Quelle organisation du système productif ? Quel mode d'appropriation du sol ? Quel "stade" de développement ou quelle spécificité ?

 

Mexique Bonampak_15 Pièce 1 Danse de fertilité

Les connaissances sur l’organisation de la société maya apparaissent encore fragmentaires, notamment sur l’organisation du système productif et des rapports de production entre groupes ou classes sociales. Quels étaient les modes de culture ? Les modes d’appropriation du sol ou du résultat de la production agricole ? Comment le produit était-il partagé ? Est-ce qu’il y avait une certaine porosité entre les groupes sociaux ou les fonctions ? Autant de questions qui ne permettent pas de définir avec assez de précision les rapports de production dans la société maya.

« L'ensemble de ces rapports de production constitue la structure économique de la société, la base concrète sur laquelle s'élève une superstructure juridique et politique et à laquelle correspondent des formes de conscience sociales déterminées. Le mode de production de la vie matérielle conditionne le processus de vie social, politique et intellectuel en général. Ce n'est pas la conscience des hommes qui détermine leur être; c'est inversement leur être social qui détermine leur conscience »[1].

Dans sa recherche de la compréhension de l’histoire humaine, Marx avait défini un certain nombre de « stades de développement » de la société humaine caractérisée par des rapports de production particuliers : antique, féodal et capitaliste. L’étude des civilisations indienne, égyptienne et de la Chine impériale l’avait conduit à penser, dans un premier temps, qu’il pouvait exister une mode de production « d’origine » dans lequel la classe dirigeante ne se définissait pas par la place qu'elle occupait dans les rapports de production, mais par son rôle dans l'appareil d'État en bénéficiant du surplus du travail paysan.

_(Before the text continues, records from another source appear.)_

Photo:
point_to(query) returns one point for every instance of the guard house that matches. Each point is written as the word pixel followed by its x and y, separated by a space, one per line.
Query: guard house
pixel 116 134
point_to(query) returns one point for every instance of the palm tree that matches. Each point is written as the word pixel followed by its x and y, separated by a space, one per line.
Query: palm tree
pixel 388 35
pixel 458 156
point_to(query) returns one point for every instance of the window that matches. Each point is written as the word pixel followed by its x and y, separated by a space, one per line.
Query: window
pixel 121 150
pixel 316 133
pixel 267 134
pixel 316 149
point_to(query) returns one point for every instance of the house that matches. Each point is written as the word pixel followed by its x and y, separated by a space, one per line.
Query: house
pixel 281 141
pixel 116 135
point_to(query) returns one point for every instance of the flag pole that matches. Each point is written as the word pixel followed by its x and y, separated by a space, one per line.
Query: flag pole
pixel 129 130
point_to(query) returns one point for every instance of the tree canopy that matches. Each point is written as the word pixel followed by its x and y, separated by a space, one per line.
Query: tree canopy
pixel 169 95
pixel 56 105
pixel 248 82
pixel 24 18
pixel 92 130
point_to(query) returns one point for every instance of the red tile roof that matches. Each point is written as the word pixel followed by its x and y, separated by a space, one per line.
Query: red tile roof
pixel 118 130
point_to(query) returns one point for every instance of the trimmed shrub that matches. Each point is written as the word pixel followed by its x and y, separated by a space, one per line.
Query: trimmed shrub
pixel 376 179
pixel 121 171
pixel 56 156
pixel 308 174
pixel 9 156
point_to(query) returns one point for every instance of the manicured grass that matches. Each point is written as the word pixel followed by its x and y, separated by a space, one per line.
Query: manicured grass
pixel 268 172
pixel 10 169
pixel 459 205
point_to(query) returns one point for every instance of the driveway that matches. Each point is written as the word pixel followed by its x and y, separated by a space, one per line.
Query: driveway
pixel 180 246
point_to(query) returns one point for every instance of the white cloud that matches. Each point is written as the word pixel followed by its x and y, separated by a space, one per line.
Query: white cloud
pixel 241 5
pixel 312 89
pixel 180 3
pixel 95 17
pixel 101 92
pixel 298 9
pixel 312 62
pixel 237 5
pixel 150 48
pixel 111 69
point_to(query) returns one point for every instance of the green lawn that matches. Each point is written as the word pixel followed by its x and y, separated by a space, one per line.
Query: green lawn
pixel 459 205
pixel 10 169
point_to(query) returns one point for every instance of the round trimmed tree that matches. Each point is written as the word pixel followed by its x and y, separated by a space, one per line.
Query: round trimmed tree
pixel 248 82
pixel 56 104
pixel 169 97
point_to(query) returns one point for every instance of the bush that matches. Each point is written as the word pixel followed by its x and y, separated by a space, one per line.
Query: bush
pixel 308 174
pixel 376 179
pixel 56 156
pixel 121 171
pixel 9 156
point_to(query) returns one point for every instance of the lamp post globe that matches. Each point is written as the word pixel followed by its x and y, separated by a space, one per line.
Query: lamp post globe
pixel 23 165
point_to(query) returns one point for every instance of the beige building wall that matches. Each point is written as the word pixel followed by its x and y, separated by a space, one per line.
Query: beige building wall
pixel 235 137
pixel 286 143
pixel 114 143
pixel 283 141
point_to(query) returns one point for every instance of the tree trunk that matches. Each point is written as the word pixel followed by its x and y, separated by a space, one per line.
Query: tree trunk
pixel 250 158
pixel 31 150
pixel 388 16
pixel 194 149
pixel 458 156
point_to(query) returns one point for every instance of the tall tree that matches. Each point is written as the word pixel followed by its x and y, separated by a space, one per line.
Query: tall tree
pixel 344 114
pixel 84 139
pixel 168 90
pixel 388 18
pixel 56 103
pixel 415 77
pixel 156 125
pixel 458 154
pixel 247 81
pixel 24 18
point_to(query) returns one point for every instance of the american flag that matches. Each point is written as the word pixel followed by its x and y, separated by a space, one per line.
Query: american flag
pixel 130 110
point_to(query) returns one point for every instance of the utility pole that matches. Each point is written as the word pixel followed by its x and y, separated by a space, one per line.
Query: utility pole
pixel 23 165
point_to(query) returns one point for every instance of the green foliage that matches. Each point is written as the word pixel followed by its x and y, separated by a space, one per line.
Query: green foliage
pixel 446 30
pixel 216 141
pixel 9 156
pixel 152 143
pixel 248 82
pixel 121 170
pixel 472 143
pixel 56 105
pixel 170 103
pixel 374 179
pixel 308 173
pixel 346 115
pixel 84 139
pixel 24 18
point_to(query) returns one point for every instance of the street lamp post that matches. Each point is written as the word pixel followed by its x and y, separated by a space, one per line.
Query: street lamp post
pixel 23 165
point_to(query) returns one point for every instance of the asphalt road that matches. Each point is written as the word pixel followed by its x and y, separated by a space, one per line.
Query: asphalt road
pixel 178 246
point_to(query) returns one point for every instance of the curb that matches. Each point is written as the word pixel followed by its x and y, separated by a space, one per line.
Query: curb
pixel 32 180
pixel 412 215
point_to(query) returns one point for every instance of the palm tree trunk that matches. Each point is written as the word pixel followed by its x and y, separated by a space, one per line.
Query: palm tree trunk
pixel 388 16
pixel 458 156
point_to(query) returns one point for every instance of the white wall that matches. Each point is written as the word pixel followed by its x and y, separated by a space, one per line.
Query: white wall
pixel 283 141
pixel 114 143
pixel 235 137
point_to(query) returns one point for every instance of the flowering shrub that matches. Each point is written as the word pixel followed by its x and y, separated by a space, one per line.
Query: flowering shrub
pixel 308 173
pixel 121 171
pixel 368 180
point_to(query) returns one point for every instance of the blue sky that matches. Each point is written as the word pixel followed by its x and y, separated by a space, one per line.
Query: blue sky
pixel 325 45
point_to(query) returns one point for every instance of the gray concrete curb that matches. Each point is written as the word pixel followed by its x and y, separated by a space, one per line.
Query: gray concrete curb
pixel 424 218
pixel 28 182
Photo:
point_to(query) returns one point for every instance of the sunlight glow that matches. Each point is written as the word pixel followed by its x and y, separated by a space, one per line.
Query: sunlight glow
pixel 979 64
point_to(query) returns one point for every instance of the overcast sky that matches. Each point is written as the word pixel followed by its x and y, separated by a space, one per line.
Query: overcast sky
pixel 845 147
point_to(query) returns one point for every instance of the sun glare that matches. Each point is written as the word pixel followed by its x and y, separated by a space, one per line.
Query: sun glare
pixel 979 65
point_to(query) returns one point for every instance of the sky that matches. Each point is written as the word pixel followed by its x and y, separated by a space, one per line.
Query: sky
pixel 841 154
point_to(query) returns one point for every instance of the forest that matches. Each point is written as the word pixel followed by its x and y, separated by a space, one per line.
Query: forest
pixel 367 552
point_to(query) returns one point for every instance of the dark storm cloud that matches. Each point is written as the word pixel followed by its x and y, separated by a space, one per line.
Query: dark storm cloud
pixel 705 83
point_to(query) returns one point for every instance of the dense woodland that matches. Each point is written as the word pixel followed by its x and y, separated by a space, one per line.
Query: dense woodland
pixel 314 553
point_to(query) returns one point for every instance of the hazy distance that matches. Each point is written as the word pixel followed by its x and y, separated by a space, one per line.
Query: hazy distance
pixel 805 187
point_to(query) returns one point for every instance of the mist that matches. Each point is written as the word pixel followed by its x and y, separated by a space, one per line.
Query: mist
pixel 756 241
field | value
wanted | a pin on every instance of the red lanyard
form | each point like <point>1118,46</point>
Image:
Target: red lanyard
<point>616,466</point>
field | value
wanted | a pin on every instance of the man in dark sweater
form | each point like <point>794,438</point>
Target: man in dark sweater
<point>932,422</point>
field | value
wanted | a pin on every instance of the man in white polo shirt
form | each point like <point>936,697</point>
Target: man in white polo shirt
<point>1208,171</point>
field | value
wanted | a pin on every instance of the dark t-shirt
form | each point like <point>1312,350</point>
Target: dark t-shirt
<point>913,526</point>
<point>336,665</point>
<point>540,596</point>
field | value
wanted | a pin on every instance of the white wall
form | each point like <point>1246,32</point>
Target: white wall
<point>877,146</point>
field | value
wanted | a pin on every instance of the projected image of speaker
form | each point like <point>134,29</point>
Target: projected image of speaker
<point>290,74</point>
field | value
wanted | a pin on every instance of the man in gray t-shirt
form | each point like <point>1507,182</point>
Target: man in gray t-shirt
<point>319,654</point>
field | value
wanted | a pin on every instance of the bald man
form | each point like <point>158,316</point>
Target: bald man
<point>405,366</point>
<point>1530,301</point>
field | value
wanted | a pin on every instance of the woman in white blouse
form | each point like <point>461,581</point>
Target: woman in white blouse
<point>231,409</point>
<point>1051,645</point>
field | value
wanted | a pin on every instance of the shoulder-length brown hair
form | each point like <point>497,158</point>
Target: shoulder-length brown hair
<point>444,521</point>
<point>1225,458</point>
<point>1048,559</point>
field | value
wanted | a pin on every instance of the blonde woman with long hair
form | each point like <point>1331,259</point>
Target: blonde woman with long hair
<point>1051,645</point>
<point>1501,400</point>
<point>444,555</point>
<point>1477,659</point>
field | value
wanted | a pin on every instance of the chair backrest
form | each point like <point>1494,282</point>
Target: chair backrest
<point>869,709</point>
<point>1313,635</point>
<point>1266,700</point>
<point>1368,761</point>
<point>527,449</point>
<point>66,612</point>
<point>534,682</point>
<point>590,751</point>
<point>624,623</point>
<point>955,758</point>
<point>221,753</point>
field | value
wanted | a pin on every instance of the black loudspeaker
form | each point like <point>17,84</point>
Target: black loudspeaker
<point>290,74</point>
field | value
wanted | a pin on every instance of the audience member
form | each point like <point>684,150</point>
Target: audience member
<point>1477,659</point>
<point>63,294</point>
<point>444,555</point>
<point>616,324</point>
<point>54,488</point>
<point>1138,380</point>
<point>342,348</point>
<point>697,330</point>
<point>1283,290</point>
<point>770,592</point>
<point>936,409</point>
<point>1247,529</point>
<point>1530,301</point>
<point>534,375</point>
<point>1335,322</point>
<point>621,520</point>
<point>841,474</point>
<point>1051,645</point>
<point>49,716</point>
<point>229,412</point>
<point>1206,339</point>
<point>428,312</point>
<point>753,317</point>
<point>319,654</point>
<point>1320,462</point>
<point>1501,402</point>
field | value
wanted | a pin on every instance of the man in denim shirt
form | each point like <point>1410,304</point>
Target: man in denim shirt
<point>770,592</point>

 « À grands traits, les modes de production asiatique, antique, féodal et bourgeois moderne peuvent être qualifiés d'époques progressives de la formation sociale économique ».

Le débat sur le « Mode De Production Asiatique » (MDPA) devait rebondir dans les années 30 par une condamnation sans appel du concept par les communistes pour des raisons de politique internationale ! Mais… mais, il ne suffit pas de condamner et la réalité peut-être têtue. La discussion reprit dans les années 60, suite à la décolonisation, avec le constat qu’il existe un certain nombre de sociétés antiques (l'Egypte pharaonique, la Chine impériale, le royaume khmer…) dans lesquelles les « classes » dirigeantes jouaient un rôle particulier en organisant des grands travaux notamment d'irrigation et de drainage et en organisant la répartition des résultats de la production. Des « rois-prêtres », tout puissants, secondés d’une caste dirigeante de prêtres, de fonctionnaires et de militaires organisaient les systèmes de production de l’ensemble de la société. Grâce à l'existence d'un surplus agricole, ils étaient eux-mêmes libérés de la production, disposaient de « temps libre » leur permettant d’étudier les mouvements des astres, leur relation avec les saisons, d’établir un calendrier, d’en déduire des applications agricoles, d’organiser des grands travaux.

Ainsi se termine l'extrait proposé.